Primary drives are converted into, let us say, secondary
moral
drives. Needs become connected to socially accepted forms of behavior.
This model allows some room for man to be expressive, but it
is weak because it is harnessed, not released moral expressiveness.
The
Genetic Model, following its psychoanalytic parent, sees moral behavior
arising from infantile and childhood experiences. The problem of producing
moral behavior is the problem of sublimating man’s animalism into
ethical behavior. It sees man only as another animal and sees man
as one
which is fundamentally more similar rather than less similar to other
animals. Such a position may be correct, but certainly Woodworth’s
principle
of behavior primacy over need primacy and Krech and Crutchfield’s
concepts of deficiency and abundancy motivation challenge
the orthodox psychoanalytic genetic model. So too, do the concepts
expressed in the contributions of Lecky, Goldstein, Jung,
Maslow,
and by no means let us not forget MacDougall’s instinct and Allport’s
"Becoming."
Allport
in his writings on "Becoming" and Bonner (1, p. 409) in
his "Psychology
of Personality" offer, a fourth model, The Intentional Model,
as a
more appropriate explanation of ethical behavior. The Intentional
Model says:
"In
moral choices and discriminations we do not always
act on the basis of social concern, but on the
basis of the capacity to foresee the consequences of our
own acts. The more mature a person’s moral acts,
the more he moves on a plane of future orientation. Moral
habits are not mechanical responses merely, nor
are they largely instrumentalities for the satisfaction of
needs; they are both. But we cannot rest the case of ethical
discrimination on the impelling force of habit, either
instrumental or socially driven. The moral conscience of man
is unique in being basically self-propelled."
The
Intentional Model seems to explain some aspects of morality better
than do other models, but there may be two problems inherent in it.
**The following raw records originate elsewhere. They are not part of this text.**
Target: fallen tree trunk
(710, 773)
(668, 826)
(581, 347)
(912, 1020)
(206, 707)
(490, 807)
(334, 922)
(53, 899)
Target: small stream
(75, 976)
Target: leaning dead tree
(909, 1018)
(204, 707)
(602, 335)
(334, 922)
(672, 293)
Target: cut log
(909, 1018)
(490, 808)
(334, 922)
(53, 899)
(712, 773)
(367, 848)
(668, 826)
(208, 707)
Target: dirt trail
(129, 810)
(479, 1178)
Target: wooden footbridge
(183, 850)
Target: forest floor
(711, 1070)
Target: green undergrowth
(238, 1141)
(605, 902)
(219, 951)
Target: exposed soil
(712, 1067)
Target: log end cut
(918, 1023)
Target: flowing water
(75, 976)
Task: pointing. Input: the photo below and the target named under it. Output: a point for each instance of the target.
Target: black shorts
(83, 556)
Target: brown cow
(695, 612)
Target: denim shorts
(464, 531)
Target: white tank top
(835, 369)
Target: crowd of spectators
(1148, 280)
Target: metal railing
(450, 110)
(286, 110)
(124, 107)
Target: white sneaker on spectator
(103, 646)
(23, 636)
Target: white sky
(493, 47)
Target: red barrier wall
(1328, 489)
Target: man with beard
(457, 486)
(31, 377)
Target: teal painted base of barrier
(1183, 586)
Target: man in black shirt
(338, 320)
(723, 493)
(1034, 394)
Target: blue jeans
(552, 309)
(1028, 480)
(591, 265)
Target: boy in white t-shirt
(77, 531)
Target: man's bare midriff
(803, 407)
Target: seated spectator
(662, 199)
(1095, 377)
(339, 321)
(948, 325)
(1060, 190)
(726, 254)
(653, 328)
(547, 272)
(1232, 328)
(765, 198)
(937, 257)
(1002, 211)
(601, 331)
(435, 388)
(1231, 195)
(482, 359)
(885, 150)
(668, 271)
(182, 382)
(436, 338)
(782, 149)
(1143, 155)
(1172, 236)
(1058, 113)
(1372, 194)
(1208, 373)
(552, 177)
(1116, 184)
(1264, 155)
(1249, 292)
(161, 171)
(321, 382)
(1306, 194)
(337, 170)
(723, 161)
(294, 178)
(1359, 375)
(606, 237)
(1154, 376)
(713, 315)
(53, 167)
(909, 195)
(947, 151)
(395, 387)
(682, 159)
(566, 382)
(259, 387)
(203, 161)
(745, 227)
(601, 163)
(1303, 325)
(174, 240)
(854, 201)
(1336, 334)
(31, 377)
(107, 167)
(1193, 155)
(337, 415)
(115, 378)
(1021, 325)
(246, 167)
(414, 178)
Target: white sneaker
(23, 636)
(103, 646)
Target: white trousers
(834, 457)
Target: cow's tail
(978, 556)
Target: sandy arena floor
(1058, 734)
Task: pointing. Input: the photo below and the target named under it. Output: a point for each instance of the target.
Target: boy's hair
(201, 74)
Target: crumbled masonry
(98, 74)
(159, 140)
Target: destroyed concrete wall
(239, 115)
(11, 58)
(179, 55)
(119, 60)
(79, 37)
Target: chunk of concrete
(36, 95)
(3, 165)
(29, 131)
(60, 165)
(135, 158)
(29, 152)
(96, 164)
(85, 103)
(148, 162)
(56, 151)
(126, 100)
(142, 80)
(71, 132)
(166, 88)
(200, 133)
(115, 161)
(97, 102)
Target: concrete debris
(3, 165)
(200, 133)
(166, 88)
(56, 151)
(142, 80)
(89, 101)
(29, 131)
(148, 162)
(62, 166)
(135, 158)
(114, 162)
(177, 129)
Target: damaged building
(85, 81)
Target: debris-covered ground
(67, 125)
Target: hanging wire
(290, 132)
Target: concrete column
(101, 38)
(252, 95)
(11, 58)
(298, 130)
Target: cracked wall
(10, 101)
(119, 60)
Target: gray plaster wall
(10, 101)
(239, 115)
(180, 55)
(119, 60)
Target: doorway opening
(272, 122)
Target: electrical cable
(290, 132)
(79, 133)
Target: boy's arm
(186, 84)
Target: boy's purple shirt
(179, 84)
First, will the research data existing today support that "the
moral conscience
of ALL men is unique in being basically self-propelled?" This criticism
may be unfair because the quotation above does recognize morality
as partially derived from "habit" and as partially
"instrumentalities for
the satisfaction of needs." But, one must ask: Does this model
recognize that
moralities may be also reaction formation transformation of some tendencies?
Another
criticism of The Intentional Model is less a criticism and more
an extension of the model as I understand it. It does not appear
that
The
Intentional Model, as it has been presented, spells out how
morality ay
change in a systematic way as man’s intentions systematically reorganize.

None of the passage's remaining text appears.